AKGスタジオモニターヘッドホンシリーズの最高峰にして、リファレンス的なポジションに位置するモデルがこの「K271 MK II」だ。密閉型ハウジング構造をもつ「K271 STUDIO」をベースに、独自の最新技術を投入することで、さらなるハイクオリティサウンドを追求している。

K271 MK II

ちなみに、ドライバーはプロ用モデルのために開発された「XXLトランスデューサー」を継承。これに、振動板の厚みを中心部と外縁部で変えることで不要な振動を抑える「バリモーションテクノロジー」や、振動の減衰特性が異なる2つの素材を組み合わせて使うことでクリアでキレのある中高域再生を実現する「Two-Layerダイアフラム」技術を搭載。

さらに、密閉型特有の低域の膨らみを低減する「バスチューブ機能」を内蔵しつつ、内部構造の最適化やパーツの再吟味などを徹底的に行うことで、さらなるクオリティアップを果たしたという。

■スタジオモニターらしいユーザビリティ

いっぽうユーザビリティに関しては、「さすがスタジオモニター」と言いたくなるプロ仕様ならではの内容が盛り込まれている。
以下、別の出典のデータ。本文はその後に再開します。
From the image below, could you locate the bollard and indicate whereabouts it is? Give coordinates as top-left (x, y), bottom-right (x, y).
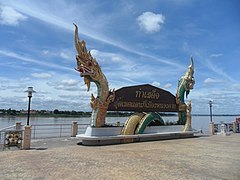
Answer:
top-left (23, 126), bottom-right (32, 150)
top-left (71, 121), bottom-right (78, 137)
top-left (16, 122), bottom-right (22, 130)
top-left (209, 122), bottom-right (215, 135)
top-left (233, 122), bottom-right (237, 133)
まず、Kシリーズのアイデンティティのひとつといえる、事前調整の必要なく自動的にベストフィットなポジションとなってくれる「セルフアジャスト機能」付のヘッドバンドを採用。さらに、頭から外すと自動的に出力をミュートして音漏れを防止する「ミュート・スイッチ機能」も装備されている。

ヘッドバンドには「セルフアジャスト機能」を装備する

ケーブルは、スタジオモニターとして当然のごとく着脱式。コネクターは3pinミニXLRと、「K240 MK II」や「Q701」と同じ。

ケーブルは着脱式

コネクターは3pinミニXLRを採用している

ヘッドホンケーブルは3mストレートと5mのカールコードが付属する。どちらもケーブル素材にOFCを採用するなど音質には充分な配慮が為されていて、クオリティ面でも十分といえるものだが、せっかく交換が出来るのだから、AKG純正アップグレードケーブル「C200」(詳細はこちら)などを試してみるのも面白いかもしれない。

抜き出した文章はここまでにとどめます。